英語の「position(位置・立場)」が語源で、相場に対して自分がどちらの立場を取っているかを表します。株式の信用取引や先物取引でも同じ意味で使われる、投資全般の共通用語です。
ポジションには大きく分けて「ロング(買い)」と「ショート(売り)」の2種類があります。

「ポジションを持つ」「決済する」の意味
FXの解説では「ポジションを持つ」「決済する」といった言い回しが頻繁に登場します。それぞれの意味は次のとおりです。
- ポジションを持つ(建てる)
新規注文が約定し、持ち高が発生した状態にすること。

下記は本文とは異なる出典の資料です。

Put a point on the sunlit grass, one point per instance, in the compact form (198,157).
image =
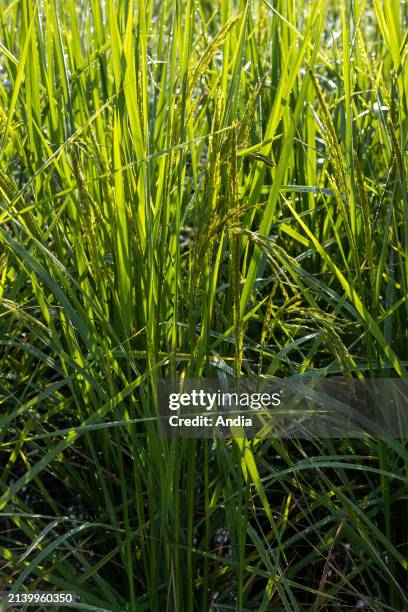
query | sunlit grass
(203,189)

「エントリーする」もほぼ同じ意味で使われます。
- ポジションを決済する(手仕舞う)
保有中の持ち高を反対売買で解消し、損益を確定させること。「クローズする」とも言います。
- ポジションを外す(スクエアにする)
持ち高をすべて決済し、何も保有していない状態に戻すこと。
「ポジションを取る」「建てる」「保有する」はいずれも同じ意味です。ニュースや解説によって表現が揺れますが、指している状態は「未決済の持ち高がある」という一点に尽きます。
含み損益とポジションの関係
建玉を保有している間は、為替レートの変動に応じて含み損益が発生します。まだ確定していないものの、その時点で決済すれば得られる利益や損失のことです。

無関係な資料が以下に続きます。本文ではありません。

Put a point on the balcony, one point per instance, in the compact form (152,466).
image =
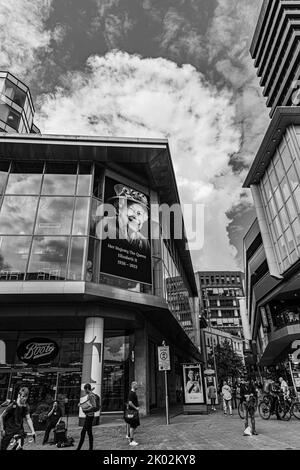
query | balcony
(287,317)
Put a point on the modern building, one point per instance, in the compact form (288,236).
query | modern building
(272,245)
(179,302)
(214,337)
(276,51)
(85,266)
(16,106)
(219,293)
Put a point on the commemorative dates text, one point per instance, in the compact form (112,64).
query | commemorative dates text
(150,459)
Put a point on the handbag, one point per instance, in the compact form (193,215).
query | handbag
(129,414)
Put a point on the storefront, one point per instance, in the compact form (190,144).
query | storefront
(96,302)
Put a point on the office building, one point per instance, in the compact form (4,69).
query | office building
(276,51)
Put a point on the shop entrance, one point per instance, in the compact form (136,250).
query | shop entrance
(44,386)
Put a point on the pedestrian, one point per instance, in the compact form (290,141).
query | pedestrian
(248,400)
(53,417)
(212,395)
(234,402)
(12,419)
(89,406)
(133,404)
(227,396)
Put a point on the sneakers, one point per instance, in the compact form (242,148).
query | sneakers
(133,443)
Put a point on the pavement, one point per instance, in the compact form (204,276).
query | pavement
(186,432)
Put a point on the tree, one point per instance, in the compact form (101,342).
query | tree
(228,363)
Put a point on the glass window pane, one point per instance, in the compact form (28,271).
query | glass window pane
(54,216)
(4,167)
(290,240)
(48,259)
(17,214)
(282,248)
(278,199)
(4,111)
(285,189)
(272,208)
(296,196)
(273,180)
(286,158)
(60,179)
(296,229)
(293,177)
(9,89)
(84,182)
(25,178)
(13,119)
(76,267)
(13,257)
(279,170)
(291,209)
(81,216)
(19,97)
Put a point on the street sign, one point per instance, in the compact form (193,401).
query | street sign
(163,358)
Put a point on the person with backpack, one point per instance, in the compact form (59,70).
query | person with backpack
(133,423)
(227,396)
(53,418)
(12,419)
(89,407)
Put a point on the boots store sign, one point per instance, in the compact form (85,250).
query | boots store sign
(37,351)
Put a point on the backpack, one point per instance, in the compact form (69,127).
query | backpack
(98,403)
(60,433)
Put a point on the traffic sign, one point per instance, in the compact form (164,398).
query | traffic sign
(163,358)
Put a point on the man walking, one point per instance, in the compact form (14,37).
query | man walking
(227,396)
(248,398)
(12,419)
(89,406)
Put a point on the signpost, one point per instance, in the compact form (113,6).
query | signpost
(164,365)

ドル円を150円で買って保有している場合を例に見てみましょう。

レートが151円に上がった場合:1円分の含み益
レートが149円に下がった場合:1円分の含み損
含み損益はあくまで「含み」の状態であり、決済するまで損益は確定しません。逆に言えば、決済しない限り損失も利益も数字の上の変動にとどまります。
ただし、含み損が大きく膨らんで証拠金維持率が一定水準を下回ると、FX会社によって強制的に建玉が決済される「ロスカット」が発動します。含み損だから放置してよい、というわけではない点に注意してください。
- ポジション=まだ決済していない持ち高(建玉)のこと
- 買いから入ればロング、売りから入ればショート
- 保有中の含み損益は、決済するまで確定しない
ポジションの種類|ロングとショートの違い
ロングとショートのどちらから入るかは、相場が上がるか下がるかの見通しで決まります。それぞれの仕組みと違いを整理します。
ロングポジション(買い)とは
ロングポジションとは、通貨を買って保有することです。例えば米ドル/円をロングした場合、米ドルを買って日本円を売る取引になり、レートが上昇すると利益、下落すると損失になります。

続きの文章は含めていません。